Resolutions for Washington University

Staff Editorial

As 2006 wound down, the editorial board of Student Life followed the lead of millions of others, and made New Years’ resolutions. Student Life’s resolutions, however, had a fairly predictable twist. They were concerned solely with Wash. U., and changes that should happen this semester. Here they are:

 Lose weight. It may have been a freak occurrence, but the University needs to admit fewer incoming freshmen next year than they did this year. Upperclassmen should not be forced out of the housing that they had already been granted just to make room for freshmen. It would also help increase the University’s ranking, which always seems to be of the utmost importance, by making the University more selective. Let Wheeler become a sophomore dorm again next year.

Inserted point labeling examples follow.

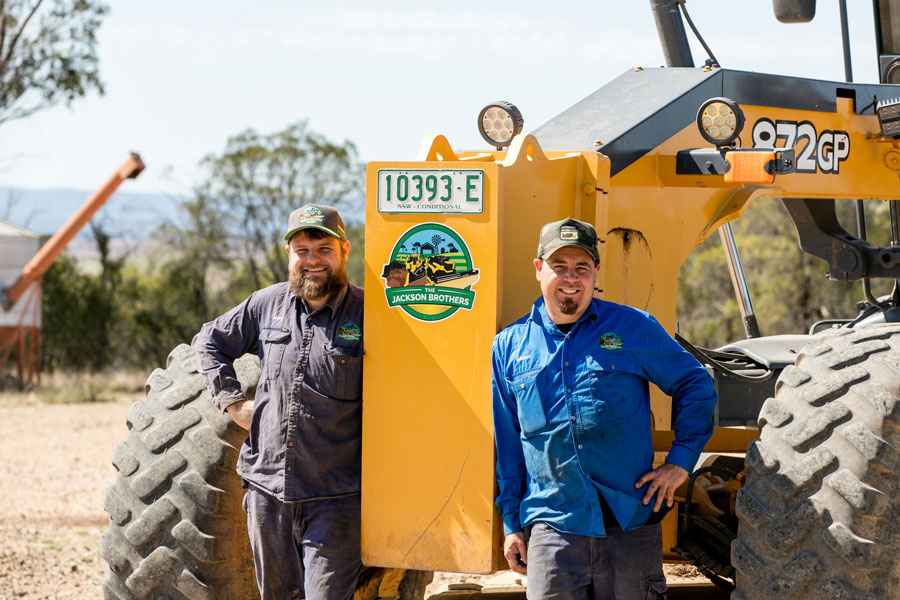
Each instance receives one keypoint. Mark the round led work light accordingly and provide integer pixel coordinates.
(499, 122)
(720, 121)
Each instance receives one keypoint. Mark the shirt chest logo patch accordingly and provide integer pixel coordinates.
(349, 332)
(610, 341)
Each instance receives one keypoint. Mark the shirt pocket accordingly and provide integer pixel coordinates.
(344, 369)
(528, 401)
(617, 389)
(274, 342)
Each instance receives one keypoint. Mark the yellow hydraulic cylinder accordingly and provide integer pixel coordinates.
(449, 246)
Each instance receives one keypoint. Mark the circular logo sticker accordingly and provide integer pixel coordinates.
(349, 332)
(429, 273)
(610, 341)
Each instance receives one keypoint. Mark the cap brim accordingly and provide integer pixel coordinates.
(548, 252)
(291, 233)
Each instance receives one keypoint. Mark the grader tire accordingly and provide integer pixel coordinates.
(177, 530)
(818, 515)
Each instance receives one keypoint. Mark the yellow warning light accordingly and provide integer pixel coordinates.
(757, 166)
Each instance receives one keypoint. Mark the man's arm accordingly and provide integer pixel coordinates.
(510, 463)
(679, 375)
(219, 343)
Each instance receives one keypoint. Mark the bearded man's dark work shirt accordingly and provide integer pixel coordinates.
(305, 433)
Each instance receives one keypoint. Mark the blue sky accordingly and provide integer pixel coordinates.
(181, 77)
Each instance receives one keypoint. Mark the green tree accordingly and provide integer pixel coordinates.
(48, 53)
(259, 179)
(81, 310)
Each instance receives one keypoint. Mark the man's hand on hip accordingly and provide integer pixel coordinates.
(664, 480)
(241, 412)
(515, 552)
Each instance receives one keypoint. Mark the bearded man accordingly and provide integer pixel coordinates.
(301, 460)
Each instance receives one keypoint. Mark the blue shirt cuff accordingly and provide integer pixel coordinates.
(682, 457)
(511, 527)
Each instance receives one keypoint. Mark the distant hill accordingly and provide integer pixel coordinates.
(125, 214)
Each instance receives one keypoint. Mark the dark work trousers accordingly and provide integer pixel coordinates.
(622, 566)
(304, 549)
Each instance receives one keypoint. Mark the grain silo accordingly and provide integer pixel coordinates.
(21, 324)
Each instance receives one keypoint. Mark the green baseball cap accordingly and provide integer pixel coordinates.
(316, 216)
(568, 232)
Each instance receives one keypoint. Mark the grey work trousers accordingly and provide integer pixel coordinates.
(304, 549)
(625, 565)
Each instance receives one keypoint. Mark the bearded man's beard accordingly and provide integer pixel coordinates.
(309, 289)
(567, 307)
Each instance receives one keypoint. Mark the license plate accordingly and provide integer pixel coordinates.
(430, 191)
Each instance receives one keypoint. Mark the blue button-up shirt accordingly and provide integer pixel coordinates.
(572, 416)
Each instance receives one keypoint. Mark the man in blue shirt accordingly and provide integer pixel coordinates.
(572, 427)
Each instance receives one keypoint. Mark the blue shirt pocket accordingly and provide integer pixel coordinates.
(617, 388)
(528, 401)
(273, 341)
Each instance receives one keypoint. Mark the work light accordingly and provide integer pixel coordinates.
(499, 122)
(720, 121)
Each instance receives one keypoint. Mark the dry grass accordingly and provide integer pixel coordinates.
(75, 388)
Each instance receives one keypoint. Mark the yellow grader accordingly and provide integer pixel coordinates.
(796, 494)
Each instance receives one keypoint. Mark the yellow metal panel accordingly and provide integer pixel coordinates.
(428, 459)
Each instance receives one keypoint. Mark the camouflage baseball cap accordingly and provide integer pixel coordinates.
(316, 216)
(568, 232)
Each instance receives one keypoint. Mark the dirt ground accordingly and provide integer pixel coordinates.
(55, 466)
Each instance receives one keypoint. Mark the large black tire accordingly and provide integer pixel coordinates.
(177, 530)
(819, 510)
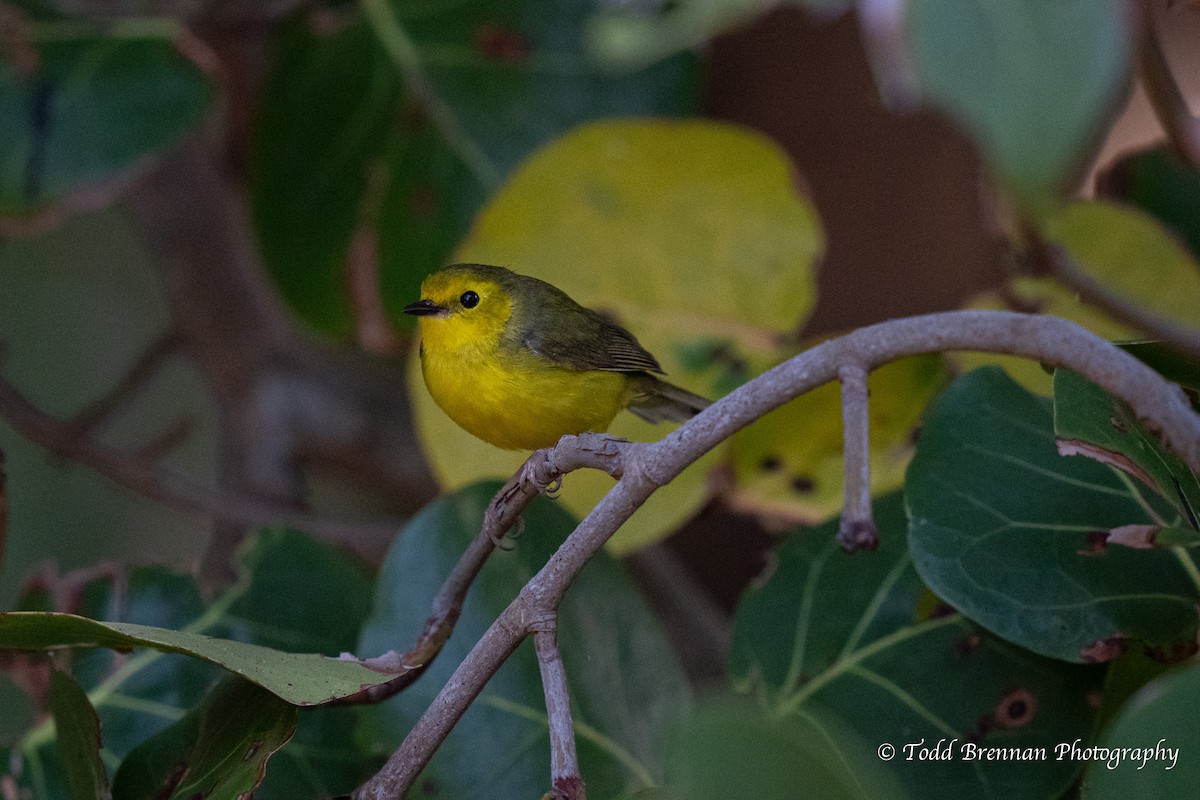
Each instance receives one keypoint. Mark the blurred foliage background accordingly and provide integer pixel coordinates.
(211, 212)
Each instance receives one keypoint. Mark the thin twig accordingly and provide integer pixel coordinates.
(882, 26)
(1171, 108)
(135, 379)
(645, 467)
(4, 507)
(540, 470)
(165, 485)
(565, 780)
(856, 531)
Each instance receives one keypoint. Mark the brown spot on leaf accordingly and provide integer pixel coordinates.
(1173, 651)
(803, 485)
(1015, 709)
(1097, 543)
(1139, 536)
(1108, 457)
(1104, 649)
(502, 43)
(424, 203)
(969, 643)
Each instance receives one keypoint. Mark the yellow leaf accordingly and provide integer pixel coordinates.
(789, 464)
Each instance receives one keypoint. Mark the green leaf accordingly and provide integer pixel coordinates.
(1011, 533)
(735, 750)
(1089, 421)
(1167, 361)
(138, 695)
(633, 36)
(1145, 750)
(624, 681)
(90, 103)
(1032, 82)
(78, 737)
(18, 710)
(497, 79)
(219, 750)
(311, 169)
(1129, 253)
(689, 233)
(1161, 184)
(839, 637)
(1044, 295)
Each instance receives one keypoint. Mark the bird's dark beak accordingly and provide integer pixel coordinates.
(425, 308)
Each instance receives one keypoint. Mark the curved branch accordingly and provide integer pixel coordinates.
(645, 467)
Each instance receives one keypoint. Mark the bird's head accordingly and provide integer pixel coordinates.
(465, 306)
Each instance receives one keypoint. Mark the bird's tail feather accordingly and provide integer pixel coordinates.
(657, 401)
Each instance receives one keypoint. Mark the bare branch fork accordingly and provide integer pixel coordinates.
(642, 468)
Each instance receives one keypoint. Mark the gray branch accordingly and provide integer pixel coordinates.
(1158, 403)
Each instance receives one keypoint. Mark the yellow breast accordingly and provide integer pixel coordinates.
(515, 401)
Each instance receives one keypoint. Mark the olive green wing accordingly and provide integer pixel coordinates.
(581, 338)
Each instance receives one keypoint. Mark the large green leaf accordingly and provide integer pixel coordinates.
(1163, 185)
(303, 679)
(1032, 82)
(78, 737)
(138, 695)
(1132, 254)
(496, 79)
(219, 750)
(1091, 422)
(1144, 753)
(738, 750)
(322, 127)
(89, 103)
(1012, 534)
(832, 636)
(514, 74)
(624, 681)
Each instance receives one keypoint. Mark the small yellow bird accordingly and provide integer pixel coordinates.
(516, 362)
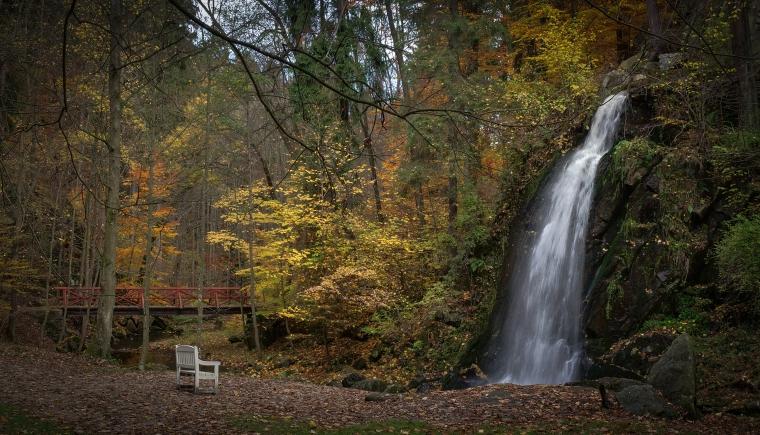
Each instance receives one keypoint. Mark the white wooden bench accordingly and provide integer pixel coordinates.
(189, 363)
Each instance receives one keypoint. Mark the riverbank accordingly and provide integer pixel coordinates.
(85, 395)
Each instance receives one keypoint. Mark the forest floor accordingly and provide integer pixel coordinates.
(79, 394)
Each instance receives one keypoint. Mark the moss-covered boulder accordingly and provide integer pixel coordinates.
(675, 374)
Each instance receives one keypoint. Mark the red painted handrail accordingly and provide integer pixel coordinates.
(159, 297)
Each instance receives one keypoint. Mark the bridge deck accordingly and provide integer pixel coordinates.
(77, 301)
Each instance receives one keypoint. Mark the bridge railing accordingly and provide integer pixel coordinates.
(179, 297)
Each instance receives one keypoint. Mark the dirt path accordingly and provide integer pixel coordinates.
(91, 397)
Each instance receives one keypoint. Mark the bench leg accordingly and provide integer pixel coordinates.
(216, 379)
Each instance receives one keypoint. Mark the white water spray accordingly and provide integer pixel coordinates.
(541, 338)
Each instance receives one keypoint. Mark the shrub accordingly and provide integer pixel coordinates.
(738, 258)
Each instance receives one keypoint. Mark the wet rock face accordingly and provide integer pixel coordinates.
(675, 374)
(618, 255)
(641, 400)
(640, 352)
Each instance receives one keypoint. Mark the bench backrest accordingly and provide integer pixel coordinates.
(187, 356)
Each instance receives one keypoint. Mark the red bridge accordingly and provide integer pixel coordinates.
(162, 301)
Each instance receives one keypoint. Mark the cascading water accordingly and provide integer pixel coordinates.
(540, 340)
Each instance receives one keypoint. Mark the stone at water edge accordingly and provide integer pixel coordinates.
(675, 374)
(641, 400)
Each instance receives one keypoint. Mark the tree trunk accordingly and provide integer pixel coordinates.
(655, 26)
(252, 288)
(148, 270)
(110, 231)
(373, 168)
(746, 70)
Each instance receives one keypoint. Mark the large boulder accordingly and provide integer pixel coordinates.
(352, 378)
(375, 385)
(641, 400)
(640, 352)
(675, 374)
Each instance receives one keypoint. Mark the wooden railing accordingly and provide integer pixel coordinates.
(177, 297)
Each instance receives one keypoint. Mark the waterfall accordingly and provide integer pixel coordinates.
(540, 340)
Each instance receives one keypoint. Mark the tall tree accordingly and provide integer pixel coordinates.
(110, 231)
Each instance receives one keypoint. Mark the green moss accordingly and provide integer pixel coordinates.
(13, 420)
(738, 258)
(287, 426)
(631, 155)
(615, 293)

 Manage money better. The second half of meal plans are now available for students to use. But even though they paid for these points at the beginning of the academic year, these points were off-limits first semester, and anyone who ran out of points had to buy more. There are administrative benefits to splitting up the meal points by semester, such as for students going abroad, but can’t students be able to dip into their second semester points first semester?

 Eat better. Frankly, the new Latino Grill in Mallinckrodt is just disappointing. And the Asian station isn’t much better. When students filled out surveys saying that they wanted Asian food in Mallinckrodt, many thought a different fast food place would be coming in to replace Taco Bell instead of simply another Bon App‚tit location. Make the wishes of those students come true, and bring a new fast food place, which students already like, to the Mallinckrodt food court.

 Don’t embarrass yourself in public. We’re just going to pretend that the rapping thank yous made by administrators uploaded on YouTube for those who filled out course evaluations never happened.

 Be prepared. After last semester’s snowstorm, the University was not able to salt walkways to class adequately. Fortunately, remnants of the most recent ice storm were all but gone by the beginning of classes this semester, but the University’s response to ice storms must be improved.

 Be upfront with your significant other. Time and time again, finals are moved midsemester, and students who had planned out their final schedule before get stuck with having an inordinate amount of work piled up for just a couple of days, often without the benefit of a reading week. Professors should set the final date at the beginning of the semester, and keep that date.

There you have it, our 2007 resolutions. Oh yeah, we wouldn’t mind fewer gigantic holes on campus as well. Happy New Years!